Well, this is another case of one of my life strategies coming through for me. I’ve learned a lot of stuff over the years and I forget it just about as fast as it goes in. It’s like my past heals over, which has its advantages, but it doesn’t brighten me up much. However, I have a wide network of friends who do know and retain all kinds of shit. And when it came to shit, I immediately thought of Katie.

Katie’s retired now but she used to work at, as she put it, the Department of Where It Goes When You Flush. I know enough not to call her when it doesn’t go anywhere—you want a plumber more than a bureaucrat there—but I called her up for this. Where does it go and how does it get there?

Good old gravity writes the ticket, mostly. But that seems almost impossible. This is a hilly town. How in the world can you design a sewage treatment plant that’s downhill from everyone? And doesn’t this mean that everything ends up at the river? Rivers and sloughs pretty much define the low spots.

In fact, all our sewage used to end up in the river until 1952. They didn’t recommend swimming then either. Although maybe you could walk across the river some days.

But in various places, things do get stopped up, and that’s why you need pumping stations. There’s one by the Burnside Bridge downtown and I know this because when I looked this up it was right there on the map, with a five-star rating. There was only one commenter, but he was really pumped up. “This is the very best sewage pumping station I have ever visited. I tour the country looking for municipal pumping stations, and I never miss a chance to stop at the Burnside Bridge station.” Get in line, ladies! Thank goodness they didn’t hear from frequent Yelper Skids66 who thinks the poop pump is unbearably slow and the workers are all assholes.

So all the shit meanders to the low points of the system, precisely as it does in our own bodies, and then if it hasn’t made it to the treatment plant it has to get moved uphill. In fact there are over a hundred pumping stations in the area for a little boost wherever it’s needed. The locations where it is needed become evident pretty readily, I would imagine. Once at the plant, it goes through fermentation, which should give you pause if you live in a good beer town like this one.

Katie also says the clean spiffed-up sewage water ends up in the Columbia River, but the remaining, uh, biosolids get shipped to Eastern Oregon and spread out on the grazing land. Eastern Oregon, it should be noted, is downwind of us here, and the cattle aren’t particular.

She also said—be still, my journalist heart—there is a Sewage Interpretive Center. I might have to go, as it were. My guess is social distancing would not be an issue there.
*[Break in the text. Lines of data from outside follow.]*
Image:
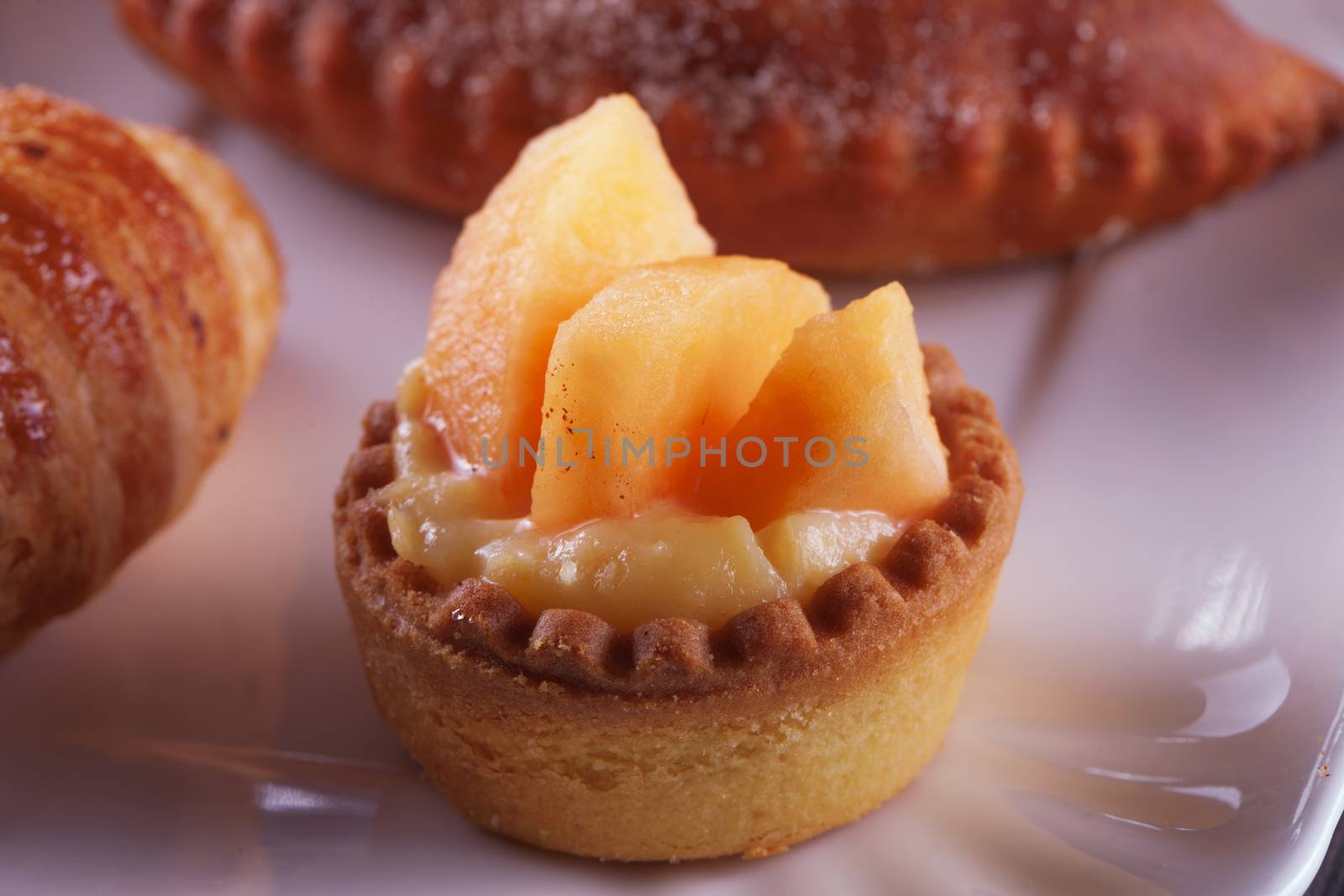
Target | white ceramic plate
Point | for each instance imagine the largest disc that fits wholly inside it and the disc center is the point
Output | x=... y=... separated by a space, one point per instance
x=1155 y=707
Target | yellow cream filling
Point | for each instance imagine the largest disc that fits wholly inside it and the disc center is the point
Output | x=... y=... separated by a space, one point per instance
x=663 y=563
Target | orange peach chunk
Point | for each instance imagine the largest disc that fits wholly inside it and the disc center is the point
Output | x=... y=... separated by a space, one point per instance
x=584 y=202
x=665 y=356
x=843 y=423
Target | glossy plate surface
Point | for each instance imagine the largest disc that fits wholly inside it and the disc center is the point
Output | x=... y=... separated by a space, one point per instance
x=1155 y=710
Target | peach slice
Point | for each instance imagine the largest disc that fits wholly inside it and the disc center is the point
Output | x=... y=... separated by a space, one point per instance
x=664 y=356
x=584 y=202
x=843 y=423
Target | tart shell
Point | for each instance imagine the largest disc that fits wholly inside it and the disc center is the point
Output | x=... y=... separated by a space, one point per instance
x=678 y=741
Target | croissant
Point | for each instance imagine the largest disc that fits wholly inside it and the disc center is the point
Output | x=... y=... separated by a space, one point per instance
x=139 y=296
x=843 y=136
We ratepayers are still paying off a twenty-year 1.4-billion-dollar project called the Big Pipe that has durn near eliminated sewage overflows into the river. Mostly you can’t see it. It’s like spending money to shore up a house foundation instead of buying a new boat. Makes some people grumbly but even Republican poop is going into the treatment plant now. That’s about as good a sign of a civil society as I can think of.